Ever wonder what your breasts are telling you? They seem to be in a constant state of flux. They grow and shrink, they react to weather, babies, and hormones — they're like mammary barometers dressed up in lace and underwire. What does all that breast pain mean? Is breast pain a sign of ovulation?
Breast pain, known in medicine as mastalgia, is a common occurrence for women. According to Johns Hopkins, there are two forms: cyclic and noncyclic. Cyclic, they define as pertaining to a woman's cycle. Non-cyclic breast pain is typically related to nearby muscles and joints, but radiates to the breasts, noted Johns Hopkins. They also noted that breast pain is only rarely related to breast cancer, so, for my fellow hypochondriacs, you're welcome.
And yes, breast pain is also a documented secondary sign of ovulation, according to The American Pregnancy Association. In fact, it's so well-documented, that studies often use it as one of their primary questions in regards to determining ovulation and fertility. The levels of discomfort vary widely from barely noticeable to so extreme that snug clothing is unwearable, according to Johns Hopkins.

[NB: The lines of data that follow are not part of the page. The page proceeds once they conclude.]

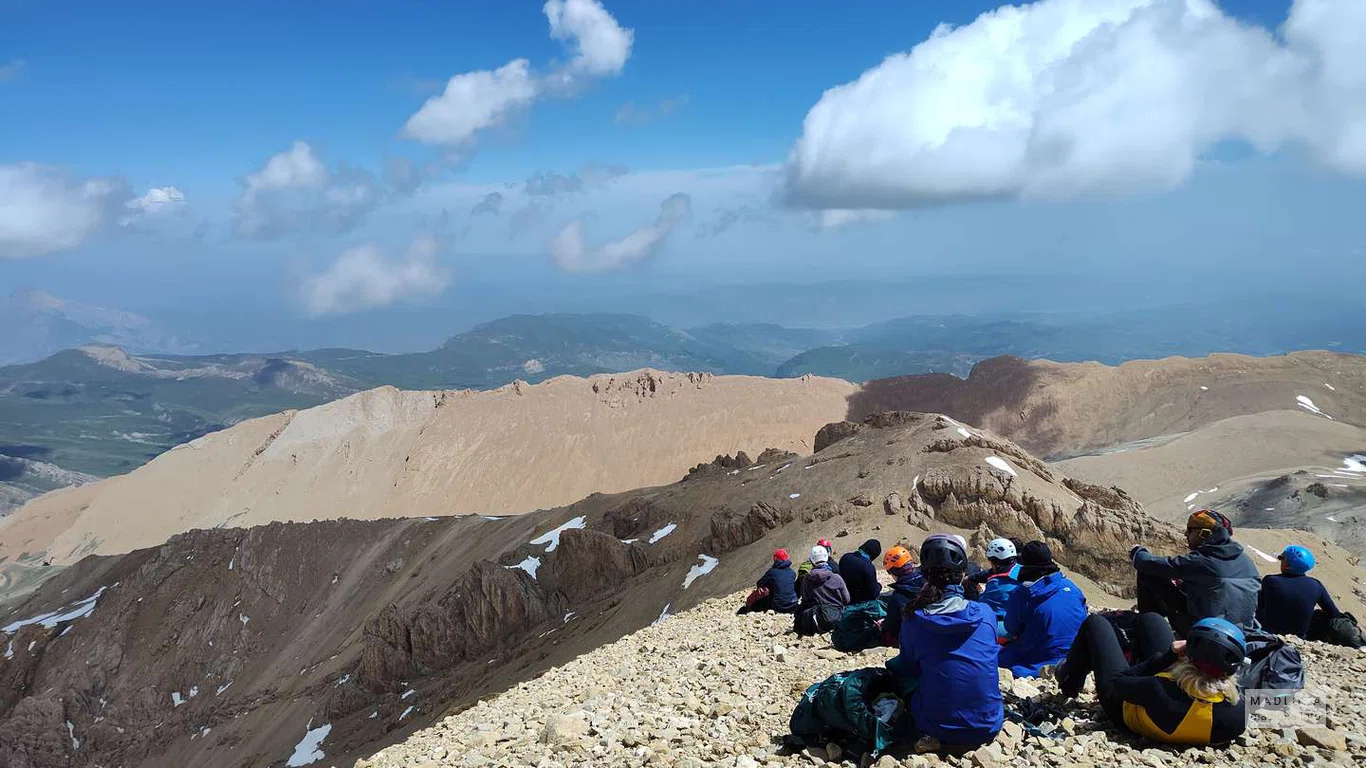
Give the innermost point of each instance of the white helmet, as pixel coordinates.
(1000, 550)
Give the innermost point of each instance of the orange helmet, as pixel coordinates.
(896, 558)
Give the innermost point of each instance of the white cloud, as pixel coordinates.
(44, 209)
(600, 45)
(840, 217)
(297, 192)
(480, 100)
(1072, 97)
(362, 278)
(571, 253)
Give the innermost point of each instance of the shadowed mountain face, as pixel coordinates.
(226, 647)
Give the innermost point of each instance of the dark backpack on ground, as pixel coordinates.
(816, 619)
(859, 626)
(1339, 630)
(1275, 673)
(863, 711)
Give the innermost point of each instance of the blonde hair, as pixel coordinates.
(1198, 685)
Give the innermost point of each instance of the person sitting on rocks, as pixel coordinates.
(1042, 615)
(948, 655)
(807, 565)
(1182, 692)
(1287, 600)
(1216, 578)
(779, 582)
(1000, 580)
(824, 596)
(906, 586)
(859, 573)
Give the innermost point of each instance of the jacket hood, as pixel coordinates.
(1220, 545)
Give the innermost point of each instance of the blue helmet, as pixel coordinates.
(1216, 647)
(1298, 559)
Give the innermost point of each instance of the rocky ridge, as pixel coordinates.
(712, 689)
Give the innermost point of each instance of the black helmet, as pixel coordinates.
(943, 551)
(1216, 647)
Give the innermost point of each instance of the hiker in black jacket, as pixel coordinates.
(859, 573)
(1182, 692)
(780, 582)
(1217, 580)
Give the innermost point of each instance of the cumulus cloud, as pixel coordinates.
(297, 192)
(481, 100)
(364, 278)
(631, 114)
(491, 204)
(573, 253)
(45, 209)
(1072, 97)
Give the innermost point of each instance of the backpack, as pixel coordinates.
(1339, 630)
(859, 626)
(816, 619)
(1275, 673)
(863, 711)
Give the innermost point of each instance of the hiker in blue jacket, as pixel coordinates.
(780, 582)
(948, 655)
(859, 573)
(1001, 580)
(1042, 615)
(1287, 600)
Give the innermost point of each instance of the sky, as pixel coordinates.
(324, 167)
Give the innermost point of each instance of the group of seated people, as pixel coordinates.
(955, 623)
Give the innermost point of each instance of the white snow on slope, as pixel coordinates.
(1001, 465)
(663, 532)
(309, 749)
(529, 565)
(78, 610)
(552, 539)
(700, 570)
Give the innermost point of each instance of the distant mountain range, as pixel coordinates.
(104, 407)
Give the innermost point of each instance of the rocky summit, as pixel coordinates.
(709, 688)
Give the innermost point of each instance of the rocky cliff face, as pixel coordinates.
(241, 647)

Why do breasts get tender with ovulation? When you ovulate, your body's estrogen levels are piqued, according to the Main Line Fertility Clinics in Pennsylvania. The release of estrogen into the blood stream increases the blood flow to distal regions of the body, like the breasts, and also the heart, a study in Stroke noted. This increased blood flow, like that which happens during pregnancy, increases sensitivity, and can cause the breasts to swell and ache, suggested Maternal-Child Nursing.
There's also a mating reason for breasts to act the way they do during ovulation. According to Psychology Today, breasts plump, becoming more round and symmetrical to lure in the best partner with which to breed. It accentuates the waist-hip ratio, and pitches female voices higher in the physiological showing of plumage.
Alas, it's not a hard and fast sign of ovulation. In fact, according to BMC Women's Health, some women never experience it at all, at least not to a noticeable degree. So while it's common, it's not an absolute. It's also a sign of pregnancy, PMS, stress, and arousal. Your breasts may be good barometers, but they point in all directions — and not just when you're lying down without a bra on.